Demonstrators shouted "Freedom! Freedom! Freedom!" and "Rajoy, Rajoy, so you know we are leaving!"
Catalan President Carles Puigdemont was among the throngs, but he stopped short of declaring independence, as he had threatened to do earlier in the week.
"The Catalan institutions and the people of Catalonia cannot accept this attack," he said later in a televised statement, accusing Madrid of seeking the "humiliation" of the Catalan people.
"What is being done with Catalonia is directly an attack on democracy that opens the door to other abuses of the same kind anywhere, not just in Catalonia."
Other Catalan politicians were similarly defiant. Catalan parliamentary leader Carme Forcadell accused Rajoy of "enormous political irresponsibility" that "trespassed all limits."

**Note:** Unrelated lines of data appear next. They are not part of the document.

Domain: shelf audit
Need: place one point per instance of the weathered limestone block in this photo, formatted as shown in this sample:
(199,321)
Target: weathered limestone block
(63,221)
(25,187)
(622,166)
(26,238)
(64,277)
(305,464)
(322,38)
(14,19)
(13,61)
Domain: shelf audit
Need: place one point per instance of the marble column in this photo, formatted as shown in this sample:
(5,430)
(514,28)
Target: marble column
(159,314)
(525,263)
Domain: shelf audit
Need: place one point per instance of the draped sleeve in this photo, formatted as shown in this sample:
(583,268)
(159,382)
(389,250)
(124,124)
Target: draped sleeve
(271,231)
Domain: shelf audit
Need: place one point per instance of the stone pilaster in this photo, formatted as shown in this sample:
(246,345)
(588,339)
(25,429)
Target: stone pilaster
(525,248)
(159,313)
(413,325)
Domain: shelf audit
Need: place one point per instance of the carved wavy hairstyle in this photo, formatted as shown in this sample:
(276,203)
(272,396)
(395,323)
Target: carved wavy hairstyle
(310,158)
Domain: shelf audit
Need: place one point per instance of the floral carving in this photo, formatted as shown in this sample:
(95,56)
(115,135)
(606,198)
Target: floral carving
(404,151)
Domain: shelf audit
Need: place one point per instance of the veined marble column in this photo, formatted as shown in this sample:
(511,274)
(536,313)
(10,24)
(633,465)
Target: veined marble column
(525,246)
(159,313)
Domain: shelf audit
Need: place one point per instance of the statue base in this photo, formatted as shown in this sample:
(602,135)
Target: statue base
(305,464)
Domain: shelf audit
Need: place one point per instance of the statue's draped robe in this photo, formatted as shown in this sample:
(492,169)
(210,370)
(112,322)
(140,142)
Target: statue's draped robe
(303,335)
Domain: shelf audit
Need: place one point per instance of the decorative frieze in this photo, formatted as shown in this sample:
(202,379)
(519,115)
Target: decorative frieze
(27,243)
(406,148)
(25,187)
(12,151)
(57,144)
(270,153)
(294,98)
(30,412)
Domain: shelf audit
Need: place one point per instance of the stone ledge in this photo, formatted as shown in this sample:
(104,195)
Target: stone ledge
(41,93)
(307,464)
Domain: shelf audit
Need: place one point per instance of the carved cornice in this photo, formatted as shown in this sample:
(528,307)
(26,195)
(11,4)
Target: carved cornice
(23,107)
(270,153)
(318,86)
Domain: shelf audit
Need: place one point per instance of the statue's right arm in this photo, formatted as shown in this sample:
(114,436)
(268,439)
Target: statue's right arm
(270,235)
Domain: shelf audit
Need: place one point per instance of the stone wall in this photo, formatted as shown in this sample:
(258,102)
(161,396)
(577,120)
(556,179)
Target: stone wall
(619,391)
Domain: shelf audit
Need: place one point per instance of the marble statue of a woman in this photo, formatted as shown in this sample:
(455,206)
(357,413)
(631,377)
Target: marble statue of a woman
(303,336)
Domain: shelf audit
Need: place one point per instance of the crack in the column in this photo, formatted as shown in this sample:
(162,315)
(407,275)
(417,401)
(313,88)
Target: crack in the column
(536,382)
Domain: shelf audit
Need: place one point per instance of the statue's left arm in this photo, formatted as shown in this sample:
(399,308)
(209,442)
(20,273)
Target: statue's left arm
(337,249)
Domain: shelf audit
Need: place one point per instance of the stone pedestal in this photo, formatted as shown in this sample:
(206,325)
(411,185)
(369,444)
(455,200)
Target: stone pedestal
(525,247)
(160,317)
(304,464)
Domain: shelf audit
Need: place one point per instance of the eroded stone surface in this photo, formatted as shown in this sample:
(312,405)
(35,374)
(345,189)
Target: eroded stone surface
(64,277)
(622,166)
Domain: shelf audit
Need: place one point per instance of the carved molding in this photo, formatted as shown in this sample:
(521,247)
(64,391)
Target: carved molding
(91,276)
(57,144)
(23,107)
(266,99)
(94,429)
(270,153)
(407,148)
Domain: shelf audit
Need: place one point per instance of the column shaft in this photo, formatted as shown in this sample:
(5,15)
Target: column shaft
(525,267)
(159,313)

"He announced a de facto coup d'etat with which he aims to take over Catalan institutions," Forcadell said Saturday.
"We will not take a step back. We were chosen by the people of this country as legitimate representatives, and as public servants we owe ourselves to them."
Rajoy is seeking to employ Article 155 of the constitution, which would allow the national government to suspend the autonomy of the Catalan regional administration. Rajoy said the measure would be sent to the Spanish Senate within the week.
New elections should be called for Catalonia within six months, Rajoy said, adding that he wants it to happen as soon as possible.
Under the measures proposed Saturday by Rajoy, Puigdemont, his vice president and ministers would be suspended and replaced by the administration in Madrid, where necessary.
"The government had to enforce Article 155. It wasn't our desire, nor our intention. It never was," Rajoy said. "But in this situation, no government of any democratic country can accept that the law is ignored."
In undertaking these steps, the government has four goals, Rajoy said -- to return to legality; to restore normality and coexistence in Catalonia; to continue the region's economic recovery; and to hold elections under normal conditions.
Catalan media reacted Sunday to Rajoy's announcement with editorials goading Puigdemont to declare independence soon.
Every move Madrid has made to ward off an independence declaration, the Catalan people appear to have responded to with more vigor.
Madrid sent thousands of police into Catalonia to stop the October 1 vote, but officers were seen using what many called excessive force, shooting rubber bullets at protesters, dragging voters from polling stations by their hair and restraining elderly people.
Even though members of the Spanish government eventually apologized for the police's force that day, Dastis defended the police Sunday, saying that the use of force was "limited" and "provoked," and that many of the images had been doctored and constituted "fake news."